Preprocessing
The dataframe was next preprocessed.
Cleaning
Columns and rows with more than 10% missing values were dropped:
missing_values = stocks.isna().sum()
cols_to_drop = missing_values[missing_values > 400].index
stocks = stocks.drop(cols_to_drop, axis=1)
missing_values = stocks.isna().sum(axis=1)
rows_to_drop = missing_values[missing_values > 20].index
stocks = stocks.drop(rows_to_drop)
Current Price is taken as the maximum of all current price columns, while Market Capitalization is taken as the mean of all Market Capitalization columns from merging the dataframes.
This is to prevent underestimating the current price and overestimating the budget and growth of stocks.
price_cols = [col for col in stocks.columns if col.startswith("Current Price")]
market_cap_cols = [col for col in stocks.columns if col.startswith("Market Capitalization")]
stocks['Current Price Final'] = stocks[price_cols].max(axis=1, skipna=True)
stocks["Market Capitalization Final"] = stocks[market_cap_cols].mean(axis=1, skipna=True)
Splitting
Dataframe was split into predictor and target variables. t_1_price is taken as the target variable and all the others along with current price are predictor variables. The methodology is to fit a model on this, replace current price with t_1_price and predict t_2_price to get an estimate of growth in stocks.
x, y = stocks.drop(["t_1_price"], axis=1), stocks["t_1_price"]
Encoding
Categorical features were detected:
stocks.select_dtypes(exclude=['int', 'float']).columns
Name, BSE Code, NSE Code and Join Key were dropped. Industry was label encoded:
from sklearn.preprocessing import LabelEncoder
x = x.drop(["Name", "BSE Code", "NSE Code", "join_key"], axis=1)
encoder = LabelEncoder()
x['Industry'] = encoder.fit_transform(x['Industry'])
Imputation
Iterative Imputer is used to impute the missing values of the rest of the columns.
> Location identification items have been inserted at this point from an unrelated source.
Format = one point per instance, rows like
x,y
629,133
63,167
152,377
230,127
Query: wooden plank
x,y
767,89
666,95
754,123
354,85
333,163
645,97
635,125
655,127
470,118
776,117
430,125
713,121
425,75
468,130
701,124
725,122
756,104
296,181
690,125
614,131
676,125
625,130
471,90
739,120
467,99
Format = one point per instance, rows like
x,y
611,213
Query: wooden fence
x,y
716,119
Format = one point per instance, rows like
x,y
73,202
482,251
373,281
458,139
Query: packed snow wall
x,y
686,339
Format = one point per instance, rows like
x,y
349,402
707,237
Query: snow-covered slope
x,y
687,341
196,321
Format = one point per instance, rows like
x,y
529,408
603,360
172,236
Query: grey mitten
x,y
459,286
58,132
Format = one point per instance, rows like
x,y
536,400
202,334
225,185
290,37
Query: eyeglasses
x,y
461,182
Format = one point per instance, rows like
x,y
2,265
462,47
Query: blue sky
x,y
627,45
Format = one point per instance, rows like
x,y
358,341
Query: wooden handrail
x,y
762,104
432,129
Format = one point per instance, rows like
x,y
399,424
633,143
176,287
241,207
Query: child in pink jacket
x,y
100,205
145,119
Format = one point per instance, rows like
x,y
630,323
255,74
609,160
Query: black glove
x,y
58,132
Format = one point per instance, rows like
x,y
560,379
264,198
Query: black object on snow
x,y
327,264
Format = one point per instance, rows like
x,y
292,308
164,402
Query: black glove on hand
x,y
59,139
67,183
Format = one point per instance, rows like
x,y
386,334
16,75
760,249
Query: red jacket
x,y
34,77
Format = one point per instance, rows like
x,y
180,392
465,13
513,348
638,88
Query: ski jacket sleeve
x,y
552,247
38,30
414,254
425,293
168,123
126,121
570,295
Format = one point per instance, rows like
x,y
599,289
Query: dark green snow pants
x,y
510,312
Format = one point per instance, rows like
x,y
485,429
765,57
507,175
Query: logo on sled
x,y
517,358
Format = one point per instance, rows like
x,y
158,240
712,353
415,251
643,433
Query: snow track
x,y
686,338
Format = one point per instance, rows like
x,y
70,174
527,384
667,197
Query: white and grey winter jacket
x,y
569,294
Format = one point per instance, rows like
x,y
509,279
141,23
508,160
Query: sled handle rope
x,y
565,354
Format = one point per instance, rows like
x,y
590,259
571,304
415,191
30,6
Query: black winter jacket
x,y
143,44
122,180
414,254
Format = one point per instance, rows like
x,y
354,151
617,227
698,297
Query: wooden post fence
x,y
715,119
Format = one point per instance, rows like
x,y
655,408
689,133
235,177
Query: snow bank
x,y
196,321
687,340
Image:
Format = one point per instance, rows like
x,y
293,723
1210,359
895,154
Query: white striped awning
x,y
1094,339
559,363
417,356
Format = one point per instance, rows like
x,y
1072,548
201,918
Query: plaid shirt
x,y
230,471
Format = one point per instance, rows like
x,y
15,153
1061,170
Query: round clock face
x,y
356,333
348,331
from sklearn.experimental import enable_iterative_imputer
from sklearn.impute import IterativeImputer
imputer = IterativeImputer(random_state=42)
x = pd.DataFrame(imputer.fit_transform(x), columns=x.columns)
Finally, the Graham Number is computed as square root of 22.5 times of EPS multiplied by Book Value per share.
This is because originally the column had more than 400 missing values and was dropped.
The new column still has NaN values because EPS multiplied by Book Value may be negative, in which case the square root is undefined. In such situations, Graham Number is made 0.
x["Graham"] = (22.5 * x["EPS"] * x["Book value"]) ** 0.5
x.Graham.fillna(0, inplace=True)
The dataset is now preprocessed and ready for modelling.